Boroumend v. R. - TCC: Court rejects taxpayer’s evidence that he never received confirmation of assessment

Boroumend v. R. - TCC:  Court rejects taxpayer’s evidence that he never received confirmation of assessment

http://decision.tcc-cci.gc.ca/tcc-cci/decisions/en/item/182119/index.do#]

Boroumend v. The Queen (November 8, 2016 – 2016 TCC 256, Graham J.).

Précis:   The Crown moved to quash the taxpayer’s appeal of his 2003 and 2004 taxation years on the basis that it was out of time.  The taxpayer argued that it was not out of time since he had never received a notice of confirmation of the assessment.  While the Court found that CRA’s file was sloppy, it drew a negative inference from several aspects of the taxpayer’s conduct and concluded that he had in fact received the notice of confirmation as alleged by CRA meaning that his appeal was commenced more than 5 years after the time permitted under the Act.  Costs were awarded to the Crown.

Decision:   Mr. Boroumend’s appeal was the victim of his own conduct which caused the Court to draw a negative inference:

[21]        If the above documents and electronic records were all the evidence before me, I would have found that the Minister had failed to prove, on a balance of probabilities, that the Notice of Confirmation was mailed. The above documents and records are evidence that the Appeals Officer prepared the Notice of Confirmation, that he took steps towards mailing it and that the computer system was updated to reflect that intention, but are not proof that the notice was actually mailed.

[22]        However, the above documents and records are not the only evidence before me. There are several pieces of evidence that suggest that Mr. Boroumend received a Notice of Confirmation. If Mr. Boroumend received a Notice of Confirmation then it must have been mailed. The following evidence suggests that Mr. Boroumend received a Notice of Confirmation:

a)     In October 2011, Mr. Boroumend filed applications for extension of time to appeal his 2003 and 2004 tax years. Both of those applications state that he was seeking an extension of time to appeal a “Notice of Reassessment” dated October 29, 2009. The applications state that his accountant kept telling him that he was going to file a Notice of Appeal but never did. The Notices of Appeal attached to those applications state that “on October 29, 2009 [the Appeals Officer] dismissed the Notices of objection and confirmed the reassessment.”

b)    Mr. Boroumend ultimately withdrew his applications for extension. He was represented by counsel at the time. Assuming that October 29, 2009 was, in fact, the date that the Notices of Confirmation were mailed, Mr. Boroumend would have been out of time to apply for an extension of time to appeal. Mr. Boroumend later described counsel as not being able to help him “as time was not on his side”. This description suggests that the reason for withdrawing the applications for extension was that they had been made too late.

c)     In October 2014, Mr.
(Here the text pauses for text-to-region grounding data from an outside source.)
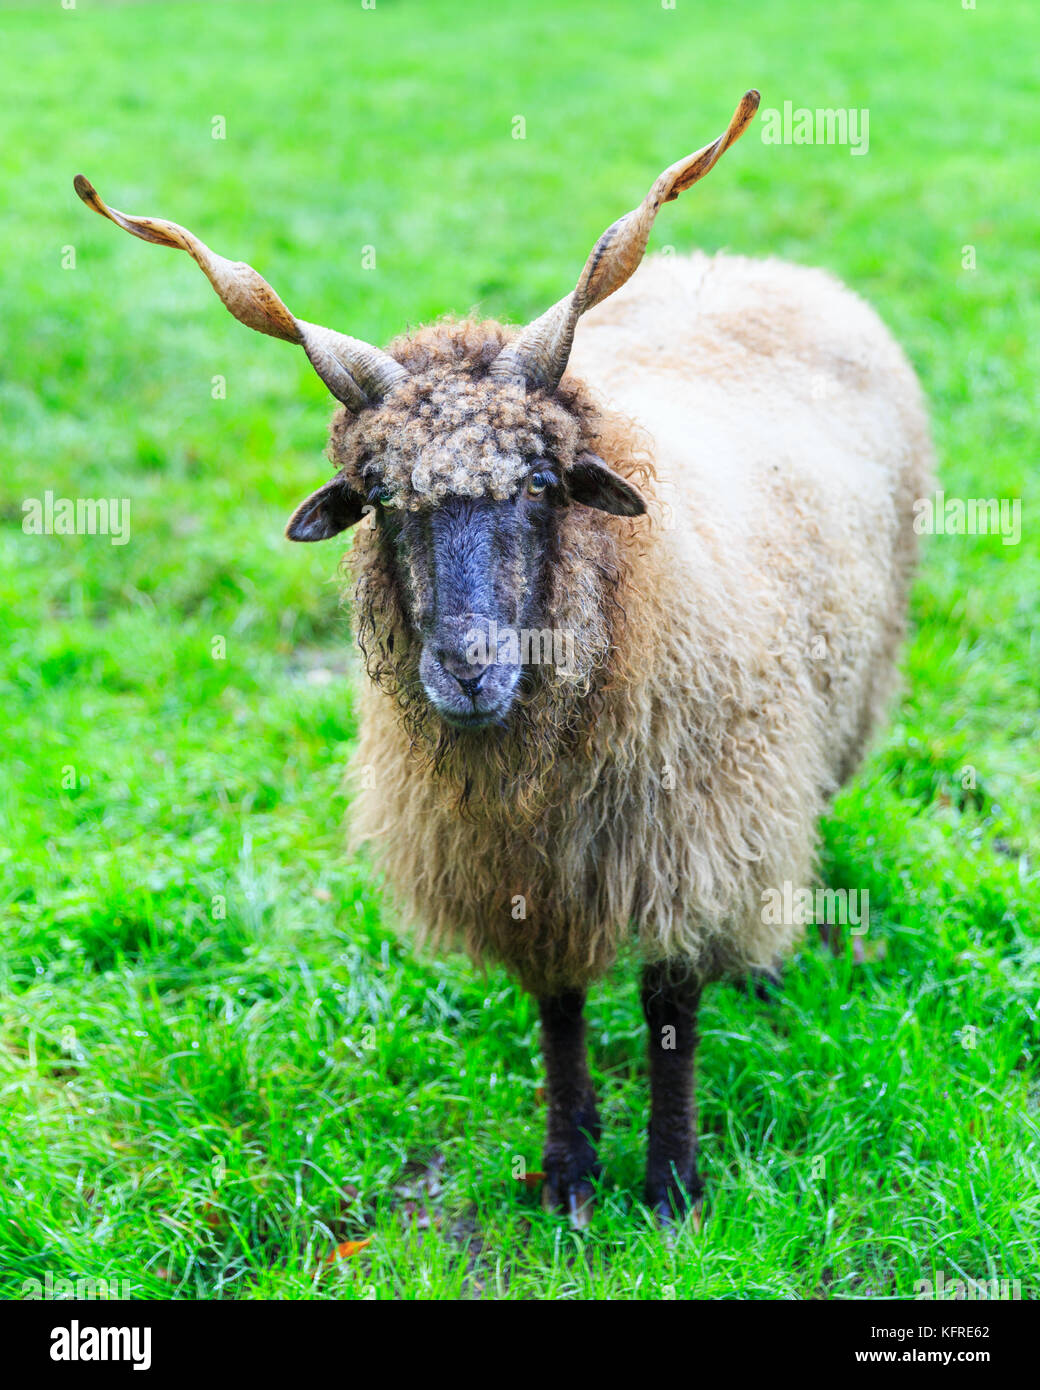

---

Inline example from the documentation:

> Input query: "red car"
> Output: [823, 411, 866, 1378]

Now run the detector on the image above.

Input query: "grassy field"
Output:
[1, 0, 1038, 1300]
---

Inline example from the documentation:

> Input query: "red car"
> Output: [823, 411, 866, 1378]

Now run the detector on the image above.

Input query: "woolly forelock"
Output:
[327, 318, 653, 507]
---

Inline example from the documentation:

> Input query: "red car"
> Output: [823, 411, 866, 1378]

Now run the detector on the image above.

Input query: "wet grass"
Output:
[0, 0, 1037, 1299]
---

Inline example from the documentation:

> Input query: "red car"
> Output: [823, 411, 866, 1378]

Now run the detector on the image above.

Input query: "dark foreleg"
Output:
[641, 961, 703, 1223]
[537, 990, 601, 1228]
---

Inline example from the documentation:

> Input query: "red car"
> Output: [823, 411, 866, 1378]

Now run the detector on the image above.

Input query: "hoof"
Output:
[644, 1170, 703, 1230]
[542, 1172, 598, 1229]
[651, 1195, 703, 1233]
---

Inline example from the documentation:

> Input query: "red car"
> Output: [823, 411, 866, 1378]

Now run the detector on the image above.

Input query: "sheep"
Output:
[74, 90, 934, 1226]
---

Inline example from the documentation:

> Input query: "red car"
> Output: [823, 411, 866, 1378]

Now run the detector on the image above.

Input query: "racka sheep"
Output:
[75, 90, 934, 1225]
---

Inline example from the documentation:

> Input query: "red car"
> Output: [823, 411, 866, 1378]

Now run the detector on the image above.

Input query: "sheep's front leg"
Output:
[537, 990, 601, 1228]
[641, 962, 703, 1223]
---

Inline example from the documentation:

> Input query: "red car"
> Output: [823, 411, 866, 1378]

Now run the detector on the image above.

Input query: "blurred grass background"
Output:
[0, 0, 1037, 1298]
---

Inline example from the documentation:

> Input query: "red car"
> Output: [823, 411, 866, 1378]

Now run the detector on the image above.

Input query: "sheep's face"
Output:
[286, 365, 645, 731]
[375, 481, 561, 729]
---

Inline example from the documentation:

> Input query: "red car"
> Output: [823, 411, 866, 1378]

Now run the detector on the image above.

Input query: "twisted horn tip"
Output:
[74, 174, 102, 211]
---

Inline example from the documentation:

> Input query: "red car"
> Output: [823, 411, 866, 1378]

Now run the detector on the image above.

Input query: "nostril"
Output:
[436, 649, 490, 696]
[456, 670, 486, 698]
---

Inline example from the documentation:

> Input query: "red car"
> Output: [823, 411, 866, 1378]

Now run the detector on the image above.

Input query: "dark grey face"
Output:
[286, 449, 647, 732]
[385, 470, 560, 729]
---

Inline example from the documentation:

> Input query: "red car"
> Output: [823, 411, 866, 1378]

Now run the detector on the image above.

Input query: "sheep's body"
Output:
[349, 251, 934, 996]
[571, 250, 933, 792]
[75, 105, 935, 1218]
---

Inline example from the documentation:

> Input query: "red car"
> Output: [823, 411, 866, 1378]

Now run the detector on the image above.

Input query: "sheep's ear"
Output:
[285, 477, 367, 541]
[567, 452, 647, 517]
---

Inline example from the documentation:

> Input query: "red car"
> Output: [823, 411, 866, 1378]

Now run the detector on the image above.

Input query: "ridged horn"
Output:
[73, 175, 408, 412]
[489, 89, 760, 393]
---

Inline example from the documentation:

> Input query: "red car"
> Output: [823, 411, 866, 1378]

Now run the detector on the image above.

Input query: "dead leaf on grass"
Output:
[324, 1238, 372, 1266]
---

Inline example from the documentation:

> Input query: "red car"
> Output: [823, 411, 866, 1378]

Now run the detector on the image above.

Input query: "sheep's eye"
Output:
[526, 470, 554, 498]
[368, 484, 394, 506]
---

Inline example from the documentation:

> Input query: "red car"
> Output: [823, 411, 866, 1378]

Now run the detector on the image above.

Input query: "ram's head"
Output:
[75, 90, 758, 729]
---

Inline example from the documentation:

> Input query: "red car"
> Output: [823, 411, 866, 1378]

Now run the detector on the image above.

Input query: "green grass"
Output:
[1, 0, 1038, 1300]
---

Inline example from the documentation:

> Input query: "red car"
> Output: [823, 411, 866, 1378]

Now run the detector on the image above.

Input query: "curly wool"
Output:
[333, 259, 934, 997]
[327, 318, 643, 508]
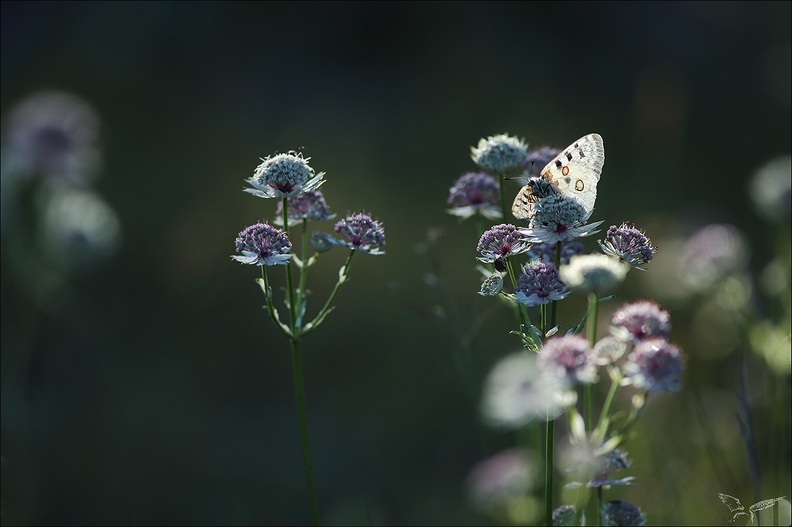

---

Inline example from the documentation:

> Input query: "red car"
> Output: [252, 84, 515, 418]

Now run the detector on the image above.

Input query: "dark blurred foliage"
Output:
[1, 2, 789, 525]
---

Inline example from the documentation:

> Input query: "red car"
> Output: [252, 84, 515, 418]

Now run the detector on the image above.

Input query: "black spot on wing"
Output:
[565, 152, 573, 161]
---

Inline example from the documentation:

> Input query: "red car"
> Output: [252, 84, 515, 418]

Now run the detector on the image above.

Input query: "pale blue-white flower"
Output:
[471, 134, 528, 173]
[559, 254, 628, 294]
[519, 194, 603, 244]
[244, 151, 325, 199]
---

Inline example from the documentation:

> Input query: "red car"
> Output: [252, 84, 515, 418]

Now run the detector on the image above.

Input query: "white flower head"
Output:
[244, 151, 325, 199]
[482, 351, 577, 428]
[560, 254, 628, 294]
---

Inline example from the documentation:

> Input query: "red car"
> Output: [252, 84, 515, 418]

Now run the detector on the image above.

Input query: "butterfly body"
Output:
[511, 133, 605, 221]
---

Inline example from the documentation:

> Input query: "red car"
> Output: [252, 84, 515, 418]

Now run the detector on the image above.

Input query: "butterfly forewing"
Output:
[511, 133, 604, 220]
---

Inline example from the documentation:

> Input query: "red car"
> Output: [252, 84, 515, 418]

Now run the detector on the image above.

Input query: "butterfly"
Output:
[511, 133, 605, 221]
[718, 493, 788, 524]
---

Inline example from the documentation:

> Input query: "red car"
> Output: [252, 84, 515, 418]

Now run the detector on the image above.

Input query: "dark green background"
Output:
[2, 2, 790, 525]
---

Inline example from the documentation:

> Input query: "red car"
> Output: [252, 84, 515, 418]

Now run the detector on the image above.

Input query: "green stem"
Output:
[303, 249, 355, 336]
[282, 198, 298, 331]
[544, 242, 562, 526]
[505, 258, 531, 330]
[583, 292, 599, 525]
[585, 293, 598, 433]
[298, 218, 309, 298]
[260, 267, 292, 338]
[289, 338, 322, 525]
[545, 419, 554, 526]
[498, 172, 510, 221]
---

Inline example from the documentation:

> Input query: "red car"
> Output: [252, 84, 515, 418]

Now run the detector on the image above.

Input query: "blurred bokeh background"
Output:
[2, 2, 790, 525]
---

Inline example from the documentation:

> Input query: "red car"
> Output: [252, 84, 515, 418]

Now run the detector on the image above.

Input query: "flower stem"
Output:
[303, 249, 354, 336]
[545, 418, 554, 526]
[282, 198, 299, 331]
[585, 293, 598, 432]
[289, 337, 322, 525]
[505, 258, 531, 330]
[544, 241, 562, 526]
[585, 292, 599, 526]
[498, 172, 509, 220]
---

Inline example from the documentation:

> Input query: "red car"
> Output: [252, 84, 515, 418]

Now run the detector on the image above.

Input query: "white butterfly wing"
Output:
[541, 133, 604, 217]
[511, 184, 539, 220]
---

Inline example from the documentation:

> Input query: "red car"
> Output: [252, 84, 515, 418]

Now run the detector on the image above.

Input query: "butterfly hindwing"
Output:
[512, 133, 604, 220]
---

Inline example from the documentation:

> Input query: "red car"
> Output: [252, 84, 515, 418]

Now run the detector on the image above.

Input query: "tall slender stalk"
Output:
[289, 338, 322, 525]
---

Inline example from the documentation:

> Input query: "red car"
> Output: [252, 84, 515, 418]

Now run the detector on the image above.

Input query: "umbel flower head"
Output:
[599, 222, 657, 270]
[476, 224, 531, 264]
[481, 351, 577, 428]
[231, 221, 293, 266]
[537, 335, 597, 385]
[3, 90, 101, 186]
[466, 448, 537, 508]
[520, 194, 603, 244]
[527, 241, 584, 266]
[447, 172, 502, 220]
[515, 261, 569, 306]
[275, 189, 335, 226]
[552, 505, 579, 527]
[560, 254, 628, 295]
[622, 338, 684, 394]
[600, 500, 646, 526]
[471, 133, 528, 173]
[522, 146, 561, 178]
[333, 211, 386, 254]
[244, 151, 325, 198]
[610, 300, 671, 343]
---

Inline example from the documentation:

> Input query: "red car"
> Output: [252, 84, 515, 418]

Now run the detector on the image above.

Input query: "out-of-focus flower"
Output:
[471, 134, 528, 173]
[333, 211, 386, 254]
[599, 222, 657, 271]
[310, 231, 336, 253]
[749, 155, 791, 224]
[537, 335, 597, 384]
[275, 189, 335, 226]
[244, 151, 325, 199]
[520, 194, 603, 244]
[478, 272, 504, 297]
[622, 338, 684, 394]
[2, 90, 101, 186]
[590, 449, 635, 487]
[591, 336, 630, 366]
[610, 300, 671, 344]
[562, 440, 636, 489]
[552, 505, 579, 526]
[522, 146, 561, 178]
[476, 223, 531, 264]
[515, 261, 569, 306]
[481, 351, 576, 428]
[447, 172, 502, 220]
[526, 240, 584, 266]
[600, 500, 646, 526]
[231, 221, 292, 266]
[678, 224, 748, 291]
[560, 254, 628, 294]
[466, 448, 537, 507]
[41, 188, 120, 269]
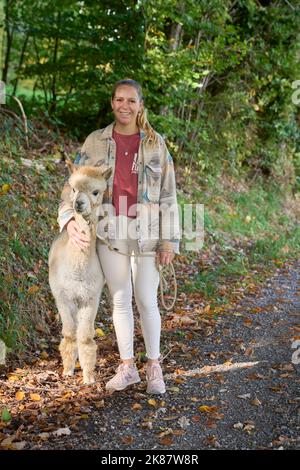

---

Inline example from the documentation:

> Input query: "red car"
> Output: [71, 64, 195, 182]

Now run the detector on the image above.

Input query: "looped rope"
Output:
[158, 262, 177, 311]
[98, 237, 177, 311]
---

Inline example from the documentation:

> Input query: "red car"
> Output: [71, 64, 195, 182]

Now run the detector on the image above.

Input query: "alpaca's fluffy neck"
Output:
[67, 213, 97, 267]
[75, 213, 97, 242]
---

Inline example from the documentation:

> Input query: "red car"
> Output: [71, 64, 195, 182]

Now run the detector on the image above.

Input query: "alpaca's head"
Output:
[68, 165, 112, 219]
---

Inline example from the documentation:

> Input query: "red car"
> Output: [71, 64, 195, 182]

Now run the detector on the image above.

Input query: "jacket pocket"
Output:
[145, 164, 161, 202]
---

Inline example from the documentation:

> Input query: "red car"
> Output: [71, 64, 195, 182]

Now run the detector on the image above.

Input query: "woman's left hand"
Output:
[156, 251, 175, 266]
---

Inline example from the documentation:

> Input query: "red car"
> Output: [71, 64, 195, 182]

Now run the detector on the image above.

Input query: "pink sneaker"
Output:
[106, 363, 141, 392]
[146, 363, 166, 394]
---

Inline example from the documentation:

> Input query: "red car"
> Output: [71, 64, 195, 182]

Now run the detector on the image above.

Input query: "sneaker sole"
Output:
[146, 387, 166, 394]
[106, 378, 141, 392]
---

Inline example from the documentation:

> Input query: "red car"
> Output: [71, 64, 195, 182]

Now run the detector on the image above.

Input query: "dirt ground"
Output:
[0, 261, 299, 452]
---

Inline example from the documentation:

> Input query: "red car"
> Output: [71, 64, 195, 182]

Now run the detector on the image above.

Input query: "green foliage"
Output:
[0, 157, 64, 352]
[1, 0, 300, 186]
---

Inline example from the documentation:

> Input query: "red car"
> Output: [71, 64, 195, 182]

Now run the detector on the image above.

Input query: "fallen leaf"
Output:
[244, 423, 255, 433]
[205, 420, 217, 429]
[203, 304, 211, 314]
[1, 183, 10, 195]
[174, 378, 185, 384]
[95, 328, 105, 337]
[251, 397, 262, 406]
[192, 415, 201, 423]
[198, 405, 218, 413]
[148, 399, 157, 407]
[12, 441, 27, 450]
[159, 437, 173, 446]
[27, 285, 40, 295]
[15, 391, 25, 401]
[122, 436, 134, 445]
[237, 394, 251, 400]
[30, 393, 41, 402]
[132, 403, 142, 411]
[223, 359, 233, 366]
[233, 422, 244, 429]
[172, 430, 185, 436]
[161, 415, 179, 421]
[203, 435, 220, 447]
[141, 420, 153, 429]
[178, 416, 190, 429]
[8, 375, 19, 382]
[38, 432, 51, 440]
[158, 428, 173, 437]
[52, 427, 71, 436]
[174, 369, 186, 375]
[40, 351, 49, 359]
[121, 418, 131, 425]
[0, 436, 14, 447]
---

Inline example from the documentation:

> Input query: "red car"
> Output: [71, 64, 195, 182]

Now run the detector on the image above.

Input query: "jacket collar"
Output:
[97, 122, 146, 141]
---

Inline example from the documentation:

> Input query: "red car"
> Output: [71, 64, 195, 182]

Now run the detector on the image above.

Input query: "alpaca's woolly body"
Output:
[48, 165, 111, 384]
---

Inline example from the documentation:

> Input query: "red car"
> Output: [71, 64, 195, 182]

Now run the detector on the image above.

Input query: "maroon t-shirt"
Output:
[112, 129, 140, 218]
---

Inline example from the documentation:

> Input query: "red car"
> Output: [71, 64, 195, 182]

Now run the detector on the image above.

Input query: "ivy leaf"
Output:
[1, 408, 12, 422]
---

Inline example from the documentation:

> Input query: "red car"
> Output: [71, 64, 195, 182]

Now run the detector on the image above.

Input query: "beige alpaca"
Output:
[48, 164, 112, 384]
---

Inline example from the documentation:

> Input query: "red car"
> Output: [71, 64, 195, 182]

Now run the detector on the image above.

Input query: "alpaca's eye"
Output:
[72, 188, 75, 192]
[93, 190, 99, 196]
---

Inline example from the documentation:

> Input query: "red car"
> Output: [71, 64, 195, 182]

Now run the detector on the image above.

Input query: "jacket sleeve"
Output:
[158, 140, 180, 254]
[57, 180, 75, 233]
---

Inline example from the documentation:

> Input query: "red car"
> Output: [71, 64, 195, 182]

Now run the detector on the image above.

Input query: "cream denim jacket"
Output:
[57, 122, 180, 254]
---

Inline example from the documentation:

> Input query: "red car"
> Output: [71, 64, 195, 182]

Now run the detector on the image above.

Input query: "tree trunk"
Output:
[170, 22, 183, 51]
[33, 37, 48, 107]
[49, 12, 61, 113]
[2, 0, 14, 83]
[12, 32, 30, 96]
[159, 7, 184, 117]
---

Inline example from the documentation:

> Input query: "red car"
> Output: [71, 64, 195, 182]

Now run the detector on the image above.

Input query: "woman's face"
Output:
[111, 85, 142, 128]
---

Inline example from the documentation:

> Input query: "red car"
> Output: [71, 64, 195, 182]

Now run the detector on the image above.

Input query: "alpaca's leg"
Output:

Boroumend applied to the Minister under the taxpayer relief provisions for relief in respect of his 2003 and 2004 tax years. He referred to those years as being “reassessed by the CRA on October 29, 2009.”

d)    In November 2014, Mr. Boroumend again applied to the Minister under the taxpayer relief provisions for relief in respect of his 2003 and 2004 tax years. He again referred to those years as being “reassessed by the CRA on October 29, 2009.”

[23]        A number of the above documents refer to Notices of Reassessment being issued on October 29, 2009 as opposed to a Notice of Confirmation. By contrast, the Notices of Appeal refer to a Notice of Confirmation dated October 29, 2009. There is no evidence to indicate that Mr. Boroumend’s 2003 and 2004 tax years were reassessed on October 29, 2009. I find that the references to reassessments were made in error and were intended to be references to confirmations.

[24]        I do not have any evidence from Mr. Boroumend to explain the above statements. Faced with the knowledge that the Crown was going to rely on those statements, Mr. Boroumend chose not to file an affidavit in response to the Crown’s motion. He chose not to state in such an affidavit that he did not receive the Notice of Confirmation. He chose not to explain why it was that he used the October 29, 2009 date in his applications for extension, his Notices of Appeal and his applications for taxpayer relief if not that he had received a Notice of Confirmation bearing that date. He chose not to explain why he withdrew his applications for extension if not because he had realized that he was out of time to make them. In the circumstances, I draw an adverse inference from his failure to introduce this evidence.

[Footnotes omitted]

Accordingly the motion to quash was allowed.  Costs were awarded to the Crown.